Watch any skilled actor or actress, and everything they do seems so natural — they become their character. But what you don’t see is all the subtle baby steps that were taken over a period of years to reach that level of proficiency. One reason people can be genuinely confident instead of fearful in front of a camera or up on a stage is that they took the time to learn exactly what to do.

If you progressively develop your skills by learning from others who have broken it down into bite-sized learnable chunks, then fear diminishes greatly because you know what to do.
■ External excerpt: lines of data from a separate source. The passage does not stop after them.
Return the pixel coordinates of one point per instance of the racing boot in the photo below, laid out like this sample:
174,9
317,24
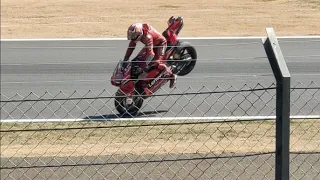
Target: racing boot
173,80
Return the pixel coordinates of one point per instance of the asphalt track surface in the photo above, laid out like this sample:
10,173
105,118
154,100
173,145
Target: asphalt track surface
86,67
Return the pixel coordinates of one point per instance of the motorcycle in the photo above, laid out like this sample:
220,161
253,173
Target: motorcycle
130,96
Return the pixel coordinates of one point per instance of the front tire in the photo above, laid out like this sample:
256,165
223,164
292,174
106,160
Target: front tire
123,109
189,59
This is one of the reasons we do impromptu speaking at every Toastmasters meeting. You’re expected to do poorly at it initially. But when you do it over and over again, you eventually become comfortable with it, so if you suddenly find yourself faced with an unexpected impromptu speaking situation, you can relax because you know how to handle it.

I had a similar experience when practicing martial arts for several years. When you educate and train yourself to know how to handle an attacker, you become less fearful of being attacked. I remember one of the students at my school was attacked by a would-be mugger when he was only a green belt, and he used what he learned to successfully fend off the attacker without getting himself hurt. Many of the black belts at the school genuinely had no fear of ever being attacked because they knew their reflexes would just take over — they were actually more worried about hurting someone really badly by accident. Their whole body knew what to do. Somewhere around the time I reached brown belt or red belt, I started experiencing this as well, almost wanting someone to attack me just to see how my body would react from all the conditioning. I found out from others at my school that this is very common. When you know what to do, you not only stop being afraid — you actually begin to welcome the object of your fear. I’m not suggesting that inviting attacks is a good idea. I’m just saying that education is a powerful way to destroy fear. Uncertainty breeds fear; knowledge kills it.

You’re unlikely to fear what you’re good at, so a great way to conquer a fear is to make the commitment to studying and mastering whatever it is you fear. This way you take control of the object of your fear by facing it in baby-sized confrontations. If you’re afraid of public speaking, learn to speak. If you’re afraid of not knowing what to do in a medical emergency, learn CPR and first aid. If you’re one of those people who can’t merge when getting on the freeway, get someone who can merge to teach you how to do it.